Fit chromatographic peaks to an exponential-gaussian hybrid or gaussian profile
Source:R/fit_peaks.R
fit_peaks.RdFit peak parameters using exponential-gaussian hybrid or gaussian function.
Usage
fit_peaks(
x,
lambda,
pos = NULL,
sd.max = 50,
fit = c("egh", "gaussian", "raw"),
max.iter = 1000,
estimate_purity = TRUE,
noise_threshold = 0.001,
...
)Arguments
- x
A chromatogram in matrix format.
- lambda
Wavelength to fit peaks at.
- pos
Locations of peaks in vector y. If NULL,
find_peakswill run automatically to find peak positions.- sd.max
Maximum width (standard deviation) for peaks. Defaults to 50.
- fit
Function for peak fitting. (Currently exponential-gaussian hybrid
egh,gaussianandrawsettings are supported). Ifrawis selected, trapezoidal integration will be performed on raw data without fitting a peak shape. Defaults toegh.)- max.iter
Maximum number of iterations to use in nonlinear least squares peak-fitting. (Defaults to 1000).
- estimate_purity
Logical. Whether to estimate purity or not. Defaults to TRUE.
- noise_threshold
Noise threshold. Input to
get_purity.- ...
Additional arguments to
find_peaks.
Value
The fit_peaks function returns a matrix, whose columns contain
the following information about each peak:
- rt
Location of the peak maximum.
- start
Start of peak (only included in table if
bounds = TRUE).- end
End of peak (only included in table if
bounds = TRUE).- sd
The standard deviation of the peak.
- tau
\(\tau\) parameter (only included in table if
fit = "egh").- FWHM
The full width at half maximum.
- height
Peak height.
- area
Peak area.
- r.squared
The R-squared value for linear fit of the model to the data.
- purity
The spectral purity of peak as assessed by
get_purity.
Again, the first five elements (rt, start, end, sd and FWHM) are expressed
as indices, so not in terms of the real retention times. The transformation
to "real" time is done in function get_peaks.
Details
Peak parameters are calculated by fitting the data
to a gaussian or exponential-gaussian hybrid curve using non-linear least
squares estimation as implemented in nlsLM.

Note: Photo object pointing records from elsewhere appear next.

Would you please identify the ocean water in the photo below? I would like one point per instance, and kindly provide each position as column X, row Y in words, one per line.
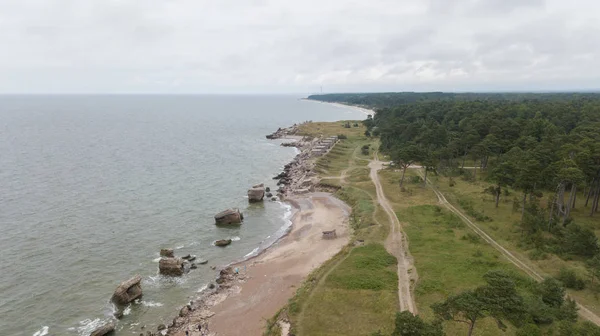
column 91, row 187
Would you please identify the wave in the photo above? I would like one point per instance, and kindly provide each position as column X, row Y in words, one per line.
column 87, row 326
column 151, row 304
column 42, row 332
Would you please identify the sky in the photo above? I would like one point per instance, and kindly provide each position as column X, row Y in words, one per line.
column 299, row 46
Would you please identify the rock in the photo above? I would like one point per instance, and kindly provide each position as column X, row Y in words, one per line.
column 256, row 193
column 223, row 242
column 104, row 330
column 229, row 216
column 184, row 311
column 128, row 291
column 118, row 314
column 171, row 266
column 167, row 253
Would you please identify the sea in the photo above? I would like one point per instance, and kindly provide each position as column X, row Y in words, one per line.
column 93, row 186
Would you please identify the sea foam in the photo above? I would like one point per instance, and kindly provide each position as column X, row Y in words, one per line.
column 42, row 332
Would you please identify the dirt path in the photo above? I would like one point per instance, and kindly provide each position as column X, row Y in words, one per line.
column 396, row 244
column 583, row 311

Area under the fitted curve is then estimated using trapezoidal estimation.
Note
The fit_peaks function is adapted from Dr. Robert
Morrison's
DuffyTools package
as well as code published in Ron Wehrens'
alsace package.
References
* Lan, K. & Jorgenson, J. W. 2001. A hybrid of exponential and gaussian functions as a simple model of asymmetric chromatographic peaks. Journal of Chromatography A 915:1-13. doi:10.1016/S0021-9673(01)00594-5 .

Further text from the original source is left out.